Le récent forum de l’Organisation de coopération et de développement économiques (OCDE) qui s’est déroulé à Lillehammer, en Norvège, en juin dernier, sur le thème de la sécurité des motocyclistes, a laissé entrevoir une vision effrayante de l’avenir du motocyclisme. Si les mesures proposées par les représentants des 21 pays réunis à l’occasion de ce colloque étaient appliquées dans leur intégralité, elles signifieraient, à court terme, la mort de la moto telle que nous la connaissons aujourd’hui (je reviendrais sur ces propositions dans le cadre d’un article complet, plus tard cette saison). En schématisant, ces propositions visent à développer des technologies embarquées qui, pratiquement, empêcheraient les motos d’avoir des accidents en transférant le contrôle de la moto et la prise de décision du pilote à l’électronique. Sans que rien soit fait au niveau de la formation des motocyclistes ou de l’éducation afin de changer les mentalités, ni les comportements. Un schéma prévisible qui reflète la méconnaissance des pouvoirs publics et leur peu d’intérêt envers ce moyen de locomotion qu’ils ne comprennent pas et ne parviennent pas à contrôler. Embringués dans une logique aveugle de réduction des accidents, les divers organismes de prévention routière, ici comme en Europe ou ailleurs, font feu de tout bois et n’hésitent pas à stigmatiser les deux-roues.

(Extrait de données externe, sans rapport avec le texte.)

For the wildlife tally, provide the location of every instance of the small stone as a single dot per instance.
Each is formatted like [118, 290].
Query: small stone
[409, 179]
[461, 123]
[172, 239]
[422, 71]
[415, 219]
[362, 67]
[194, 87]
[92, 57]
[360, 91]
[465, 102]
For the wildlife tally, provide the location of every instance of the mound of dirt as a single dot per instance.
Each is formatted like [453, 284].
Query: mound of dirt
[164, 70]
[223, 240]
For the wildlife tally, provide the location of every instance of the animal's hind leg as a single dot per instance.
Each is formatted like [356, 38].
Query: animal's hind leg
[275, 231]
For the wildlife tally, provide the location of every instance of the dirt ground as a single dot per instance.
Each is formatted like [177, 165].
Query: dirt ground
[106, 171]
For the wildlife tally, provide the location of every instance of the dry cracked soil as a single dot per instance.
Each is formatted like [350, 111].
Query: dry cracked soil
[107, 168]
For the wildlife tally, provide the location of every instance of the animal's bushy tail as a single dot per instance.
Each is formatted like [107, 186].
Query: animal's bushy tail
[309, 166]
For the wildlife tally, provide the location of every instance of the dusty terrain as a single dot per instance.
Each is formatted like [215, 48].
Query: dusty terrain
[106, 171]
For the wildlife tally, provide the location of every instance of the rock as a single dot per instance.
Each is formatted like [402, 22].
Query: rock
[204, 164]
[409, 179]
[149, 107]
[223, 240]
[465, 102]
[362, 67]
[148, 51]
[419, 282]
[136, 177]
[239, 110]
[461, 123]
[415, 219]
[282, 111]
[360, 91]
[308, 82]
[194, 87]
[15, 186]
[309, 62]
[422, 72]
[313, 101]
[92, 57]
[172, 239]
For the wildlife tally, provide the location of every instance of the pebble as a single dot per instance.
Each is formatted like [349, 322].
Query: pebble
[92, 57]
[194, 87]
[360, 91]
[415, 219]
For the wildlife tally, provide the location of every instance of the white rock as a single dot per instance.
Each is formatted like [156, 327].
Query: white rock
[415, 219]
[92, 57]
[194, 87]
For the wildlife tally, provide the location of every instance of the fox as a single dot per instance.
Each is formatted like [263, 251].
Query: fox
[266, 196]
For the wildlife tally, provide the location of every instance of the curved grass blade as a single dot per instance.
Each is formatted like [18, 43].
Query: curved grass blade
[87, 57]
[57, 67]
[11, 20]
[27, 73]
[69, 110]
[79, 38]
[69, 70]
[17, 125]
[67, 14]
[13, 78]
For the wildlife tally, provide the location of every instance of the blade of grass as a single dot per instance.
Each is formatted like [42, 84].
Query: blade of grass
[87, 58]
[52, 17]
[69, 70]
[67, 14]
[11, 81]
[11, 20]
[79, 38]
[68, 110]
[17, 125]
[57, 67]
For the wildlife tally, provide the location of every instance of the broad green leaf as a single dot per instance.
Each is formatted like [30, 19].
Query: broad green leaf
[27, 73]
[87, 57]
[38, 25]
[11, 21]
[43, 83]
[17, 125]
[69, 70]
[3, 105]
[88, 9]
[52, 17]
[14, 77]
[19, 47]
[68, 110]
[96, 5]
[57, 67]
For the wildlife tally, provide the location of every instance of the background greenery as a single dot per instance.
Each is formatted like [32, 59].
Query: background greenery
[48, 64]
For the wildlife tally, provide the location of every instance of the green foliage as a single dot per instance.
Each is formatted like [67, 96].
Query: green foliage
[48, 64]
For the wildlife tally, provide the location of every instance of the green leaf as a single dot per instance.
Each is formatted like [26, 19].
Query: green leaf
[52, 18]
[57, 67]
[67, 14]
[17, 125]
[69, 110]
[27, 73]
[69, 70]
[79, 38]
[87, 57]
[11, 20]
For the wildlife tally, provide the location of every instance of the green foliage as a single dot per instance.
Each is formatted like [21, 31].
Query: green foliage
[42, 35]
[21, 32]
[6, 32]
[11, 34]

Pourtant, si on prend en compte la formidable explosion du marché de la moto dans la dernière décennie, notre dossier de conduite s’améliore sans cesse. Le nombre de décès et de blessures reste certes trop élevé, mais on voit bien que les motocyclistes, dans leur ensemble, font un effort et qu’il baisse constamment depuis 1979 (voir le rapport de Statistiques Canada à ce sujet). Et on parviendrait à le réduire encore plus si on apprenait aux pilotes à mieux contrôler leurs montures et à adopter des comportements plus responsables. De par sa conception et sa vocation, la moto représente un risque inhérent plus élevé que la voiture. Aucun véhicule n’est plus difficile à maîtriser qu’une moto. Ça requiert une technique et une coordination formidable de tous nos membres que personne ou presque ne nous enseigne.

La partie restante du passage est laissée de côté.